Living Word hits bump in the road
By all accounts Living Word Christian Center has been a success. Since coming to Forest Park over twenty years ago, Pastor Bill Winston’s congregation has grown, according to the Living Word website, to 20,000 people. The congregation held two conferences this year, attended by thousands: Missions and Marketplace in March and the International Faith Conference in September. Living Word’s miracle at the Forest Park mall has kept Forest Park flush in sales taxes while other municipalities’ shopping districts are hurting.
Yet, the failure of Covenant Bank, of which Winston was the founder and chairman, proved that Living Word’s pastor doesn’t win every time he steps on the field. Not only did many Living Word members lose money they invested, but the closure became a challenge to the credibility of the prosperity gospel Winston preaches. “As you trust in God and His Word,” Winston declared in his book The Kingdom of God in You, “the kingdom of God inside of you is designed to produce for you everything you have need of in this earth in abundance.” Bad construction loans and the housing crisis put a dent in that prosperity.
Churches and schools close
The Catholic Archdiocese of Chicago closed St. Bernardine School in June after 98 years of teaching children the basics of the Catholic tradition as well as reading, writing and ‘rithmetic.
Just recently, the Review learned Walther Academy is moving from St. John Lutheran Church’s facility—which has housed a school since 1870! —here in town to Melrose Park.

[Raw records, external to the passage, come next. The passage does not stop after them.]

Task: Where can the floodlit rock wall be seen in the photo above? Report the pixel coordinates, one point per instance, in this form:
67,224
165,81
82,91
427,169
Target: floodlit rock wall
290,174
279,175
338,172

St. Peter’s Lutheran Church sold its facility and later in the year closed as a congregation.
The closings are just the recent instances of a trend which has been going on for more than twenty years. The Presbyterian, Methodist and two Lutheran congregations are all just memories, while the rest of the faith communities which have been town for a while are holding even at best in terms of membership. When communities change demographically, church membership often declines, giving decreases and congregations have a tough time paying the bills.
New kids on the block
The buildings once owned by St. Peter’s and St. Paul’s Lutheran Churches are now owned by Mount Moriah Baptist Church and St. Paul Thai Lutheran Church respectively. The Forest Park Mall on Roosevelt Road, which was once a ghost town, is now thriving and Living Word Ministries which owns the complex holds its worship services in what used to be a movie theater.
Many of Forest Park’s faith communities joyfully break the rule that Sunday morning is the most segregated time of the week. Witness the full house at the Simbang Gabi mass and dinner at St. Bernardine two weeks ago. Witness the service on the afternoon of Dec. 22 in the little white stucco church on Dixon St. in which there was classical Thai dance, gospel music and two African American preachers. Witness the ethnicity of Fr. George (Indian), Fr. Patrick (Kenyan) and Pastor Pongsak (Thai). Call the religious scene in town a crazy quilt or a tossed salad with everything but the kitchen sink as ingredients, what we have here can’t be found in many other communities.
Old dogs, new tricks
In the midst of great change, two older congregations are making valiant attempts to be relevant to the changing population. Forest Park Baptist Church took one more step toward completing its long-range strategic plan by starting work on a new accessible entryway to its church building, hopefully to be completed in May. This is in addition to already razing three purchased neighboring houses to add space for parking, a necessity for church growth.
St. John Lutheran Church is reaching out to the community with programs like the Boar’s Head and its hosting for many years of the PADS program every Friday evening from September through May.
St. Bernardine youth encounter new Pope
This summer ten youth from St. Bernardine Catholic Church and their travelled to Rio de Janeiro where they experienced the presence of Pope Francis “up close and personal” along with a million other Catholic youth from all over the world as they participated World Youth Day. Sixteen year old Dillon Daly kept using the word “exhilarating” as he described the experience. “Energy” was a word the St. Bernardine youth used several times to express what it felt like to be with so many people their age who shared their faith and heritage.
None of the above
Responses to my blog indicate, anecdotally, that the number of what some are calling “nones,” i.e. those who check none of the above on religious preference polls, are increasing among our neighbors, friends and family members. People are joining churches and service clubs in decreasing numbers. Partly due to disillusionment with institutional religion and partly because of the American infatuation with individualism, the net result is a weakening of the social glue which holds communities together.
12 step programs
Filling the spiritual vacuum for many are 12 Step Programs like Alcoholics Anonymous, which has two clubhouses in town, one on Harrison St. and one on Madison St. Many participants consider their 12 Step meetings to be their “church.”